The defense counsel in the case filed by a former CNMI representative who is suing the United States over its ban on cockfighting has asked the U.S. District Court for the NMI to dismiss the case.
Johnny H. Walker, trial attorney for the U.S. Department of Justice, has asked the district court to dismiss the lawsuit filed by former CNMI representative Andrew S. Salas over the federal law banning cockfighting.
Ultimately, Walker said, Salas’ legal theories about the power of U.S. Congress to prohibit cockfighting in the CNMI are meritless.
The defense added that the Animal Welfare Act and its amendments apply in the CNMI pursuant to Section 502(a)(2) of the Covenant, which specifies that all laws of general applicability in existence as of Jan. 9, 1978, and subsequent amendments to those laws, apply with equal force to the Northern Mariana Islands.

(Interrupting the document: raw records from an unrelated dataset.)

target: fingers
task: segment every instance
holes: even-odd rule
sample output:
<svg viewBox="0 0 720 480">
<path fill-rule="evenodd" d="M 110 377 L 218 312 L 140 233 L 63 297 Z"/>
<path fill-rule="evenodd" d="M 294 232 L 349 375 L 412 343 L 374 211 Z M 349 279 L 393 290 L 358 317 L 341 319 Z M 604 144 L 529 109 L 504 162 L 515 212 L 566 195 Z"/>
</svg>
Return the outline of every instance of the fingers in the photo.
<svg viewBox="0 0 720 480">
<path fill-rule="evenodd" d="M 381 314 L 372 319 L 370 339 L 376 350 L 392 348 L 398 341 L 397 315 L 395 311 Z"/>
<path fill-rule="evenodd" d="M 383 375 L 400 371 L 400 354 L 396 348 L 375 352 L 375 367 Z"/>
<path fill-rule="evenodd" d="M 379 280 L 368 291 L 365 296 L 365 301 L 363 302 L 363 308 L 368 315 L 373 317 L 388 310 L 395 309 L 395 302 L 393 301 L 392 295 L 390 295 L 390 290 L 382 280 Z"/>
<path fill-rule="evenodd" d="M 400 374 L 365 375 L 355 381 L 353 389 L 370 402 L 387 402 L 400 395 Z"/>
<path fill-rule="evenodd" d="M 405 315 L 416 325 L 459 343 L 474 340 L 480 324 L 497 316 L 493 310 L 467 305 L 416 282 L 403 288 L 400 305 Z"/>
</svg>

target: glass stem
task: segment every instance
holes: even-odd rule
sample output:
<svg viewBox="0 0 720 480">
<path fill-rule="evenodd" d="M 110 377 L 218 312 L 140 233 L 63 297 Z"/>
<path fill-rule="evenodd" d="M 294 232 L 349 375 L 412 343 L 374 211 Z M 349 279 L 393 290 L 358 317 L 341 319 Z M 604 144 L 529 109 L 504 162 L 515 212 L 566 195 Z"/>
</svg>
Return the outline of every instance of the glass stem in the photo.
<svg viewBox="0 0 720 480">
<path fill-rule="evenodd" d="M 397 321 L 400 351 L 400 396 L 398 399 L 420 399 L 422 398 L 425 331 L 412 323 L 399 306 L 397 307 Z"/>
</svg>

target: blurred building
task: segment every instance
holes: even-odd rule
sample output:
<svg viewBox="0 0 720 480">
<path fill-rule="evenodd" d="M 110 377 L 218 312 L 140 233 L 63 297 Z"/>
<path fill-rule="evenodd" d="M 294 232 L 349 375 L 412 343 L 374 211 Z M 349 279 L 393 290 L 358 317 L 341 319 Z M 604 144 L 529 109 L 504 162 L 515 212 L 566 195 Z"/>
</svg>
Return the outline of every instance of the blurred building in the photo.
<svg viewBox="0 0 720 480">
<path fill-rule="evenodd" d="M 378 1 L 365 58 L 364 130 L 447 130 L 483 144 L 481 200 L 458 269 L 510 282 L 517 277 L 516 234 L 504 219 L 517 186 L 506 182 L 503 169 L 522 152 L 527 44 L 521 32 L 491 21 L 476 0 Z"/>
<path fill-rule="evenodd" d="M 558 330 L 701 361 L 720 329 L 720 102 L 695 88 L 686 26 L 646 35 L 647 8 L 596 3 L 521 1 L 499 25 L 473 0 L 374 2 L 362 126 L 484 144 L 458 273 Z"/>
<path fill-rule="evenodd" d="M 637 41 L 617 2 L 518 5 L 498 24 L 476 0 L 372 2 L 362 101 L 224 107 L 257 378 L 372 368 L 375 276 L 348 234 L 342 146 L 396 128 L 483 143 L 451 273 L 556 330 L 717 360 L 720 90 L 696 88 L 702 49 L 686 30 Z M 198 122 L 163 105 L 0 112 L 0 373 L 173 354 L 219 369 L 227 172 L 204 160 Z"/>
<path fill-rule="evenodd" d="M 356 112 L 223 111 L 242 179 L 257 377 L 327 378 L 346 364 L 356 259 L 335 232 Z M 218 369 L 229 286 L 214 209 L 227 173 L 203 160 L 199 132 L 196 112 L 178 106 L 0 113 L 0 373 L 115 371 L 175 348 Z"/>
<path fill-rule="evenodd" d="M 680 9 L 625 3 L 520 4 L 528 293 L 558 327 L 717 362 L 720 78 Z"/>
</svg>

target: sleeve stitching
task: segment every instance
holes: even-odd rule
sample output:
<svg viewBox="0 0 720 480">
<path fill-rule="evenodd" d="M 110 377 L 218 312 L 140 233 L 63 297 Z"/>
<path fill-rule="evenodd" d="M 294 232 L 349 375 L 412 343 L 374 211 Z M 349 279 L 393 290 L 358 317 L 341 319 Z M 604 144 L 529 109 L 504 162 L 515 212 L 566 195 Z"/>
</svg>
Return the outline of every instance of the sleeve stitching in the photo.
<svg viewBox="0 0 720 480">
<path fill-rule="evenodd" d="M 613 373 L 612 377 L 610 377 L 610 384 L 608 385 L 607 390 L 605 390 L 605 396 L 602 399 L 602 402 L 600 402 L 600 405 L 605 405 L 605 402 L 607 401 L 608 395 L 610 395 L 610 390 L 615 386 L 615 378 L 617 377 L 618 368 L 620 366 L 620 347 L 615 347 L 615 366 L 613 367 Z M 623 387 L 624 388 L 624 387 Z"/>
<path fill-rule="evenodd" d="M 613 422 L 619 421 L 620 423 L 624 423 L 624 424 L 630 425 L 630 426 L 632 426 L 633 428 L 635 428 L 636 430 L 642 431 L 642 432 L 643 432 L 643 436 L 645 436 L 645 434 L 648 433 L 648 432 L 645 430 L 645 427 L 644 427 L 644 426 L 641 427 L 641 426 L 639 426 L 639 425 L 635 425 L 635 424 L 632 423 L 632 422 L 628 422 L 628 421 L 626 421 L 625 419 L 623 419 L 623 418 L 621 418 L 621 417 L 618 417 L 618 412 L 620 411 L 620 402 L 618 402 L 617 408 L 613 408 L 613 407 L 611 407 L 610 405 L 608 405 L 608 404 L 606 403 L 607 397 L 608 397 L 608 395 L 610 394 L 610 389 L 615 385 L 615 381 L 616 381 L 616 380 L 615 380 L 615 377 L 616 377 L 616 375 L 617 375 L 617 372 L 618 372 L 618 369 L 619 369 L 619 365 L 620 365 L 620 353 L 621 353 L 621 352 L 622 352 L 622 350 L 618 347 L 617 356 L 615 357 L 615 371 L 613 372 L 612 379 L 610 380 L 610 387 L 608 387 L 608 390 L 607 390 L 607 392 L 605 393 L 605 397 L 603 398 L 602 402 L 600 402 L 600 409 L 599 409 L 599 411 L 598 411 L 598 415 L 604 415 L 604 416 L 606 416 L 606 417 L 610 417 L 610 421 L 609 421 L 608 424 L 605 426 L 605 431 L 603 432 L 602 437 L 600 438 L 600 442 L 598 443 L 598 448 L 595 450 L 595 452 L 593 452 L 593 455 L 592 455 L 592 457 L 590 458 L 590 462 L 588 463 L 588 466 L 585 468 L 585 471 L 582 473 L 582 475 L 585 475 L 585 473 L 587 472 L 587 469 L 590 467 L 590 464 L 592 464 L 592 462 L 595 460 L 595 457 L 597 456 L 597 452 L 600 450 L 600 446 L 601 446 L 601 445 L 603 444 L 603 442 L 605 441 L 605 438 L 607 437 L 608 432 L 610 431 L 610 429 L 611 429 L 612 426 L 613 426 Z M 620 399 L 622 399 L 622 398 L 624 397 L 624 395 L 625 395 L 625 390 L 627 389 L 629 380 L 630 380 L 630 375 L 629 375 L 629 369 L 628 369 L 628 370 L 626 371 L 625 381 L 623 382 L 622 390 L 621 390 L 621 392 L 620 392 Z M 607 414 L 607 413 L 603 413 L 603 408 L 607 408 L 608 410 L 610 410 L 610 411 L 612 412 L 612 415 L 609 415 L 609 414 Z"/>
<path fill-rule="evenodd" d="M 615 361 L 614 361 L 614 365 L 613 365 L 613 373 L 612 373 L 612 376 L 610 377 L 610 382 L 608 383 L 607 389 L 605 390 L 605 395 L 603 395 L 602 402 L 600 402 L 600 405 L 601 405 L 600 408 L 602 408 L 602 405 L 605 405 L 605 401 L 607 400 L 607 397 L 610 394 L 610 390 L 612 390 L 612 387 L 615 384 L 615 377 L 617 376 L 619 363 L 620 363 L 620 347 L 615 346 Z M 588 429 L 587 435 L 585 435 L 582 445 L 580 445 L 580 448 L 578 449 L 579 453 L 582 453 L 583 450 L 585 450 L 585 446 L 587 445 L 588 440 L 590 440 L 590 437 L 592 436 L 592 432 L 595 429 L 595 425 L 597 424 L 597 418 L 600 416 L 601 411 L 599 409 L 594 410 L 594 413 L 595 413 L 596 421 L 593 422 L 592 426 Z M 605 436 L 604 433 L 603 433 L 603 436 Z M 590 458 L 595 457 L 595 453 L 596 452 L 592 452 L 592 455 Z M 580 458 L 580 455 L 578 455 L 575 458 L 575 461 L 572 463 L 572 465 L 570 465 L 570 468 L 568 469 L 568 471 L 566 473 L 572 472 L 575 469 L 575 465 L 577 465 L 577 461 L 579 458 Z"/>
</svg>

“But though the prohibition on cockfighting may have operated differently in different jurisdictions, it was still the law in each and every state and territory. And whatever may be said about the Animal Welfare Act’s prior exception for cockfighting, there can be no doubt that the broader ban on other forms of animal fighting applied to and operated uniformly in all states and territories. Congress’ amendment extending that ban to cockfighting in all jurisdictions therefore applies to the NMI,” Walker said.
He argued that the federal government has prohibited animal fighting in states and territories since 1976. “Initially, these prohibitions exempted fights involving live birds (i.e., cockfights) in areas where such fights were legal under state or territorial law. Between 1976 and 2014, Congress progressively limited this exemption through various legislative actions before closing it altogether in 2018,” Walker said.
“Plaintiff’s complaint fails to state a claim that is supported by law and should be dismissed with prejudice,” he added.
Salas filed a complaint with the U.S. District Court for the NMI against the United States of America over the Agriculture Improvement Act of 2018, specifically section 12616, which prohibited cockfighting in the CNMI.
Salas, through his lawyer, Joseph Horey, wants the court to issue a judgment declaring that a specific section of the Agriculture Improvement Act that effectively banned cockfighting in the CNMI is not applicable to or effective in the Northern Marianas.
Salas, who was a member of the 13th CNMI Legislature, also wants the court to issue an injunction prohibiting the United States and its agents from enforcing section 12616 of the AIA or 7 U.S.C. § 2156 in the Northern Mariana Islands.